Cheech and Chong
Gay Star Wars a la Cheech and Chong. There are at least three somewhat different versions of this sketch for your pleasure by Cheech and Chong: live performance, album, and film.
The version which most obviously starts as a Star Wars parody is the one on their 1980 album, “Let’s Make a New Dope Deal”. It opens with the following narration, which the other two versions seem to lack:
“A long, long time ago in a far-out Galaxy, somewhere around the year 2003 FM, there existed a pink planet which was inhabited by a most gay community and ruled by the popular actor-model-decorator-and-gossip-columnist Rex the Turd, otherwise known as Wex Da Toid. He was a bitchy Sagittarius and a drag out of drag, but a most kindly ruler, and life on this pink planet was fabulous: parties every night, steam baths, dancing at the discos, slave auctions, qualudes, grass, and cocaine was the order of the day. However, one day this idyllic paradise was threatened by the evil witch, Anita - ruler of the orange planet, Navel. Anita and her followers the dreaded Paranoids feared the pink planet and wanted to destroy it, wipe it from the galaxy, or at least move it out of the downtown area. But their efforts are being thwarted by our heroes, Lukie Streetwalker and his faithful companion, Dougie.

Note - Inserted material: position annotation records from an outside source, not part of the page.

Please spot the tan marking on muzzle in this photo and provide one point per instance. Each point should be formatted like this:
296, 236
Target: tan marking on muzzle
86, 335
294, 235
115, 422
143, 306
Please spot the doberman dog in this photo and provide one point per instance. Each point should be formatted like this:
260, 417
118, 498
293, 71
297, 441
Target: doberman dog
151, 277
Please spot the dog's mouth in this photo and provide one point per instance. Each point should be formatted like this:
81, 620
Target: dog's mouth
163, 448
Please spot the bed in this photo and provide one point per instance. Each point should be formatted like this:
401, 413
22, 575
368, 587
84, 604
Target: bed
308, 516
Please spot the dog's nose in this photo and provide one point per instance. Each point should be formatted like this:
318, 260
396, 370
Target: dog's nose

"Bum Productions along with the Kids Across the Hall Present:
"We find our Glad-e’ate-ums, Lukie and Dougie, at home in their apartment planning a surprise attack on the orange planet.”
So: topical references with the gay metropolitan clubbing lifestyle (heavy on the drug elements – this is Cheech and Chong, after all) and Anita Bryant, the orange juice spokeswoman’s family values campaign.

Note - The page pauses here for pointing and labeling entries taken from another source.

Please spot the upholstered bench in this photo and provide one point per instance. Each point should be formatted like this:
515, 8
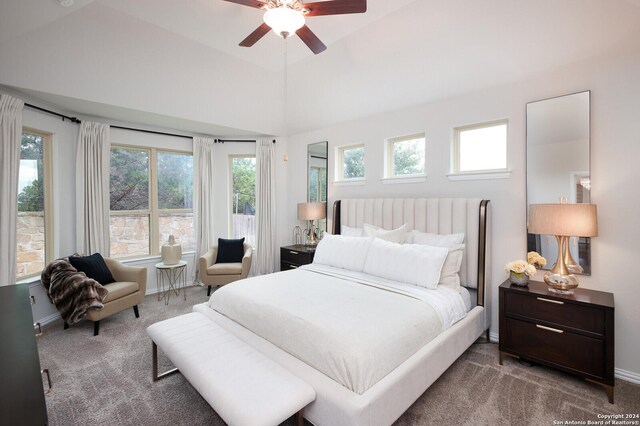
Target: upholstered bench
241, 384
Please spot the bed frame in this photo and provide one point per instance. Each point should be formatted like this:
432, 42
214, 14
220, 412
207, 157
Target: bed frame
385, 401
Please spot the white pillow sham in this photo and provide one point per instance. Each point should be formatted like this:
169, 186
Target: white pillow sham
398, 235
409, 263
449, 276
342, 252
349, 231
437, 240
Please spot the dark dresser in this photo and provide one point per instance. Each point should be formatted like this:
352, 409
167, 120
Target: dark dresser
21, 387
291, 257
573, 333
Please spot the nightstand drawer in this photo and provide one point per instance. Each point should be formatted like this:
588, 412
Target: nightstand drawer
285, 266
547, 309
582, 354
295, 257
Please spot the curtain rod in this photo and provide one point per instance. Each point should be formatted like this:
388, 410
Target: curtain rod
48, 111
236, 140
78, 121
152, 132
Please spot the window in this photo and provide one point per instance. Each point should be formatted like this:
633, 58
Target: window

From there all three versions proceed into the whining, neurotic, over-emotional, petulant camp stereotype which is the late 70s /early 80s comedic formula for gay couples: are they lovers or just roommates going out to a disco – see also National Lampoon’s “Christopher Street” sketch and Eddie Murphy and Joe Piscapo in the Saturday Night Live “Dion and Blair” sketches . That the Tommy Chong character needs constant reassurance that he’s not too old, fat or wrinkled may be some sort of carry over from the characters in “la Cage Aux Folles” which was very successful as a film in 1978.

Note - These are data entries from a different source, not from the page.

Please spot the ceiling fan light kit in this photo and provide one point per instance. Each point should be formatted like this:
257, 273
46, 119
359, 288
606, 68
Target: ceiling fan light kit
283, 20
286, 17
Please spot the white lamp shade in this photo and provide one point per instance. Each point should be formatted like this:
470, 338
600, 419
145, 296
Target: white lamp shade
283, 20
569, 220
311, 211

One line that’s only on the album version. Chong is complaining about his hair,
Cheech: Put some Crisco on it
Chong: (bitterly) That’s your answer to everything.
I suspect they were proudest of the various gags built around the dildos as guns idea.
“Still Smokin” - 1983
In this film version, somehow the cliché that gay men dress flamboyantly has become gay men dress like circus clowns – more visual I suppose. A gays and Liza Minelli on drugs reference which may only be 6-8 years old at this point. And again, dildos appear, here used as depilators and deodorants.